Case in point: Polikarpova developed Synquid, a program synthesizer that can generate larger and more complex programs than what was previously possible with fully automatic synthesis. Moreover, Synquid always produces formally verified code, while requiring up to eight times less programmer effort relative to developing provably correct code manually using a program verifier.
In her research statement, the incoming professor notes that her long-term goal is to “develop a whole new generation of programming languages, where the developer can directly state their system requirements, be it constraints on input-output behavior, global data invariants, security policies, or resource bounds, and the compiler becomes responsible for putting together executable code that provably satisfies these requirements in every execution of the system.”

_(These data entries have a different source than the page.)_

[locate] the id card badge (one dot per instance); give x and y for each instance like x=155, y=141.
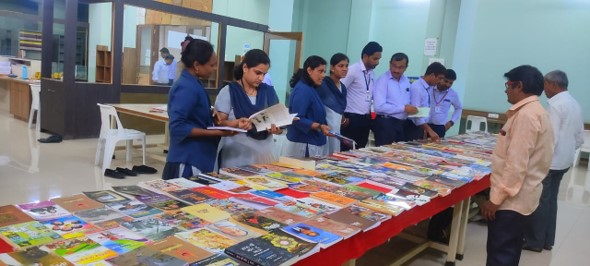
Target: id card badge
x=368, y=96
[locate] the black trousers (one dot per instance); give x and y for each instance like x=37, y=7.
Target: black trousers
x=412, y=131
x=439, y=129
x=505, y=238
x=388, y=130
x=358, y=129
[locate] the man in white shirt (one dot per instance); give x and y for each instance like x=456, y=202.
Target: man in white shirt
x=568, y=128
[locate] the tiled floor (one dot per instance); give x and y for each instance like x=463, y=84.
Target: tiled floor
x=32, y=171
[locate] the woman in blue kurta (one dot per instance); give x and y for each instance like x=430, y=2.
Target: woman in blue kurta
x=193, y=147
x=307, y=135
x=242, y=98
x=333, y=95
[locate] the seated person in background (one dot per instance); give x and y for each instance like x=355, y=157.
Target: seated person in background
x=161, y=74
x=443, y=97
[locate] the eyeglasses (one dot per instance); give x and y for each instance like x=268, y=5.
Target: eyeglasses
x=509, y=83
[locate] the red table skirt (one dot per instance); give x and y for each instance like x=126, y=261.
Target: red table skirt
x=355, y=246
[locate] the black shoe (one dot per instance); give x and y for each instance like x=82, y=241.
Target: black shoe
x=114, y=174
x=126, y=171
x=525, y=247
x=144, y=169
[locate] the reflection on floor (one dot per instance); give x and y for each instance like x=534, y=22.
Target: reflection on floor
x=31, y=171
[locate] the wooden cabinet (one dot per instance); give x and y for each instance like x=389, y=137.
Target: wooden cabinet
x=20, y=99
x=103, y=66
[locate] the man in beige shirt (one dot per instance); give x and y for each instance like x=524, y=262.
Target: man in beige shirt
x=520, y=161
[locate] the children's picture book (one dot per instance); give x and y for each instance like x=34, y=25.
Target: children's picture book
x=219, y=259
x=190, y=196
x=232, y=230
x=9, y=215
x=119, y=239
x=208, y=240
x=105, y=196
x=41, y=211
x=181, y=220
x=98, y=214
x=71, y=227
x=312, y=234
x=81, y=250
x=28, y=234
x=256, y=220
x=281, y=215
x=338, y=228
x=34, y=256
x=134, y=208
x=145, y=256
x=77, y=203
x=206, y=212
x=180, y=249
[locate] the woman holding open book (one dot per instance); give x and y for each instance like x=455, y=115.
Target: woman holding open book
x=307, y=135
x=241, y=99
x=333, y=94
x=193, y=147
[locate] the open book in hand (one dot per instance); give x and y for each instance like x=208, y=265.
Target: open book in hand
x=344, y=140
x=277, y=114
x=422, y=112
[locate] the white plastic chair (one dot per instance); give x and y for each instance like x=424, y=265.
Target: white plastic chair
x=35, y=106
x=110, y=136
x=473, y=123
x=584, y=148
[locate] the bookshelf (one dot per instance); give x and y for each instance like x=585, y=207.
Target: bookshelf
x=103, y=64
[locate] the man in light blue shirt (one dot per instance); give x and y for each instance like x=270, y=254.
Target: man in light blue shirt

Polikarpova sees notable examples where her work on verification techniques for synthesis could be highly beneficial in robotics and AI. “Consider a robot that makes decisions based on data derived from multiple sensors, each with its own trade-off between accuracy and cost,” she said. “Building upon a suitable verification technique, capable of reasoning about uncertainty, we could design a synthesis-aided programming language that takes care of configuring the sensors for each safety-critical action in order to guarantee sufficient confidence in the data while minimizing cost.”
Also on her research horizon, Polikarpova intends to develop what she calls a “programmer’s assistant,” a tool that would suggest completions and corrections to your program as you type, by inferring the necessary correctness criteria from existing code. She proposes to combine three complementary sources of information: to derive the programmers’ likely intent from their own code; to leverage testing code that often accompanies software systems; and finally, to use large code bases to build on existing machine-learning techniques to “bias the search towards ‘more natural’ programs.”
Polikarpova is expected to join the Programming Systems group in CSE, with Gao finding a home in the Embedded Systems and Software group, and perhaps both will want to be affiliated with the Artificial Intelligence group. Polikarpova and Gao also have open positions for graduate students and postdoctoral researchers. The incoming faculty members are also expected to join the Contextual Robotics Institute (led by CSE Prof. Henrik Christensen).